In January 2010, a massive 7.0 magnitude earthquake hit Haiti. It was caused by a fault line running very close to Port-au-Prince and very near to the Earth's surface. Had the fault line been further beneath the earth, the damage would likely have been less to the city than what actually happened.12 As it stood, this earthquake was the worst quake in two centuries to hit the Caribbean nation and affected almost three million of its residents.13 Two strong aftershocks of 5.9 and 5.5 magnitudes in conjunction with the mainshock claimed many lives, some of which included emissaries from the UN, China, Jordan and France.14 In the end, the death toll was estimated at 222,750 people, with almost $7.8 billion in earthquake damages.15
During March 2011, Japan was hit with a 9.0 magnitude sub-sea earthquake about 231 northeast of Tokyo 15.2 miles below the ocean. It was the fourth largest earthquake in the world since 1900 and largest to hit Japan ever.16 The earthquake caused a tsunami to rise up and head towards Japan, hitting the coast near Fukushima. The death toll reached over 18,000 and also caused nuclear reactors in Fukushima to go into meltdown, causing more people to evacuate. No radiation poisoning or related deaths to the meltdown were reported.17
Before an earthquake, you need to be prepared. You should have a place in your home picked out to drop, cover and hold on to during the quake, usually underneath a sturdy piece of furniture or near an interior wall that won't fall on you.18 Having an emergency supply kit is crucial, especially if power or water goes off or if you're trapped in a particular portion of the house for days. Your emergency supply kit should include items like:
• First aid kit
• Survival kit (dust mask and goggles)
• Three gallons of water per person
• Food (snack bars, non-perishables, canned foods)
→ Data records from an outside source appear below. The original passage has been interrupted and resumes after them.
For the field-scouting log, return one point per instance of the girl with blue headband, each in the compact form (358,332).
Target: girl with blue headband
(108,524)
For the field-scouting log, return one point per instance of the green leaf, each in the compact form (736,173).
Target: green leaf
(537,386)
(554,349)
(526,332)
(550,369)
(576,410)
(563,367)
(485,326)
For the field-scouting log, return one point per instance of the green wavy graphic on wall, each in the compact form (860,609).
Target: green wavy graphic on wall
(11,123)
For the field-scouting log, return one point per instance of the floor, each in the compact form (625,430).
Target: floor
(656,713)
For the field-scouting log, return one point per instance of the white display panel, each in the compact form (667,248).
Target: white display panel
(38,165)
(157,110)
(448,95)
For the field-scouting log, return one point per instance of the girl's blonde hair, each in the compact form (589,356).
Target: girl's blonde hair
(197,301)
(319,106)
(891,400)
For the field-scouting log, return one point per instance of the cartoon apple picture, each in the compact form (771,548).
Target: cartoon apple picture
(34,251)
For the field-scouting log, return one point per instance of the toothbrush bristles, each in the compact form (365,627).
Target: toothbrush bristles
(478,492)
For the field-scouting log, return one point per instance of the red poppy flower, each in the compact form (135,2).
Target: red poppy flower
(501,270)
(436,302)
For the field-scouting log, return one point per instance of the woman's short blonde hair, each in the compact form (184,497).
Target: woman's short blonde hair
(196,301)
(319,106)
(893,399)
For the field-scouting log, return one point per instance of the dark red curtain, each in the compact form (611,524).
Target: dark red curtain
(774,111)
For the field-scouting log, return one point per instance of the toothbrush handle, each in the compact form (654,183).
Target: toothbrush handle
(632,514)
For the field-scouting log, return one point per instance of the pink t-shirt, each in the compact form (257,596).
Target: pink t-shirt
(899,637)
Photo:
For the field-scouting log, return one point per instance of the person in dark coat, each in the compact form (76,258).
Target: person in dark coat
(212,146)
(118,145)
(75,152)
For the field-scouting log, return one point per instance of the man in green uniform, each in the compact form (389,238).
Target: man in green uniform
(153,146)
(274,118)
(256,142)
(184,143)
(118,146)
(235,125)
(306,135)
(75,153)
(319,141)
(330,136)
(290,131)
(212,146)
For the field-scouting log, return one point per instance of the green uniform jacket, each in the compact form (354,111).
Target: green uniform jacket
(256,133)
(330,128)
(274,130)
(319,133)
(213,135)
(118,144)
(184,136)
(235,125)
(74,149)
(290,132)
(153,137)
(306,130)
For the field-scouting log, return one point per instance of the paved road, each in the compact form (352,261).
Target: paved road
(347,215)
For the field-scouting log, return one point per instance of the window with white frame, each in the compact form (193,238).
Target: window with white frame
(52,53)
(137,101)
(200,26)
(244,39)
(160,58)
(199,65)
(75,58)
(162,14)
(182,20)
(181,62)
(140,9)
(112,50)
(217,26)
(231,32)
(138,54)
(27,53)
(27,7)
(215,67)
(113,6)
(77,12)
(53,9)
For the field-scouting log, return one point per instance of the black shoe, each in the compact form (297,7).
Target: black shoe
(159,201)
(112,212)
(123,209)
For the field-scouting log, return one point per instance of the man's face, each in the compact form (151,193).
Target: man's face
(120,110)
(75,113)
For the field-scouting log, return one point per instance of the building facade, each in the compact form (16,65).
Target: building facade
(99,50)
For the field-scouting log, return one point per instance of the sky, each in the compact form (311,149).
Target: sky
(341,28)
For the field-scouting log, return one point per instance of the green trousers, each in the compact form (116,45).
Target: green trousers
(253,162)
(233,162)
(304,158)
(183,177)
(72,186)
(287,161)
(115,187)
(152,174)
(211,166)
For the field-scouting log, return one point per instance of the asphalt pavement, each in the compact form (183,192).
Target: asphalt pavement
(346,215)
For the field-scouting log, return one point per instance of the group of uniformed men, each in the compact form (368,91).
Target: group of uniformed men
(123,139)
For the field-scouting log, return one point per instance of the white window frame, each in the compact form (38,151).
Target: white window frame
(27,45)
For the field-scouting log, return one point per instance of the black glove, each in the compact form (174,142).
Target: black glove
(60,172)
• Battery-operated radio and flashlights19
You should also prepare your home for earthquakes. According to Ready.gov, a part of FEMA, you can take steps like fastening your shelves security walls, placing heavy objects on lower shelves, storing breakable items, bracing overhead light fixtures, repairing defective electrical and gas connections.20 For more information on preparing your home, see their "Before an Earthquake" page. The CDC also has a long list of steps you can take to inspect and prepare your home for earthquakes, including securing rooms in the home, appliances, bathroom fixtures, overhead items, shelves, cabinets, furniture and more.21 You can read more on their Inspect for Home Hazards page.
Even with protecting your home, you should have an evacuation plan worked out with your family along with a communication plan, in case you're all not in the same place when the earthquake strikes or if the house isn't secure. You will need to know how to get in touch with each other, where you will each be, where you will need to be, and what to do during the earthquake. Ready.gov has a Family Emergency Plan sheet you can fill out and keep with you for when this happens.22 During an earthquake, just drop, take cover and hold on. According to ABC news, do not head for the doorway unless your house is collapsing. If you are outside or in your car during an earthquake, you need to stay away from buildings, trees, and power lines or other things that could fall on you.23 Make sure to wait until the mainshock is over before you consider coming out.